Severe Stress Leads To 'Toxic' Hormonal Changes In Poor, African-American Children Especially

May 29, 2019 - 11:19 am

DETROIT (WWJ) - Stress is common. But when it is sustained or severe, it causes negative health and educational impacts -- especially for poor and African-American children.

Tolerable stress can contribute to better performance in academics, behavior and health. But when frightening or threatening situations occur too frequently or are too intense, they lead to "toxic" hormonal changes that can impede a child's behavior, cognitive capacity, and emotional and physical health, according to a new study. 

"It can be abuse, having a close family member incarcerated, being a witness to domestic violence, being neglected, it can be experiencing homelessness, being put in foster care, being exposed to neighborhood violence and also discrimination," said Doctor Leila Morsy, one of the researchers. 

Morsy said toxic stress situations are more sustained and experienced more frequently by African-American and economically disadvantaged children. 
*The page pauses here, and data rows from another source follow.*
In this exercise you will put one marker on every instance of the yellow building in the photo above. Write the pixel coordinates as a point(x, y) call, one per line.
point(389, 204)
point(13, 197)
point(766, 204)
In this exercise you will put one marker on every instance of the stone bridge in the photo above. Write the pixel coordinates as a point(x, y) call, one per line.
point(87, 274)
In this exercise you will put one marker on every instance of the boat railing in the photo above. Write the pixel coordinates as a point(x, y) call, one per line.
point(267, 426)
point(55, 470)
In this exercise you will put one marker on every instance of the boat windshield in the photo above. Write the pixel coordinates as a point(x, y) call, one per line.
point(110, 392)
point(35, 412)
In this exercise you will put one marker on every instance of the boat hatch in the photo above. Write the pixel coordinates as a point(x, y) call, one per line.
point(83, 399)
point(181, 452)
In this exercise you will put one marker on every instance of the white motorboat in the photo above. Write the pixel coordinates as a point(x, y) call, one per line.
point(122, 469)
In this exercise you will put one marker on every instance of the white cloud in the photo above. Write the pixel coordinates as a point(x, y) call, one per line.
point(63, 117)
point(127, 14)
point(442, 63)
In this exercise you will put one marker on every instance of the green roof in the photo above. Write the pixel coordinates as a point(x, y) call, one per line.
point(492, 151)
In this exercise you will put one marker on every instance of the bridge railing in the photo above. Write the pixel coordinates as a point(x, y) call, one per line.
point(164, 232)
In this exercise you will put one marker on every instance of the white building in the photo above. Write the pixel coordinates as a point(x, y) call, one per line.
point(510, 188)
"They're more likely to have attention problems in the classroom, they're more likely to have aggression and break the rules, and they're more likely to have social problems," Morsy said.

Large social change is needed to address the issue, according to researchers. Supportive neighborhoods, parents and especially teachers can improve outcomes for children impacted by toxic stress.  

"If you could prepare all school staff to be trauma informed -- so, to know how to respond to children who might have been exposed to threatening experiences and might have a deregulated stress response -- that can have a positive impact on how children fare," she said. 

The study was conducted for the Economic Policy Institute, a non-partisan think tank.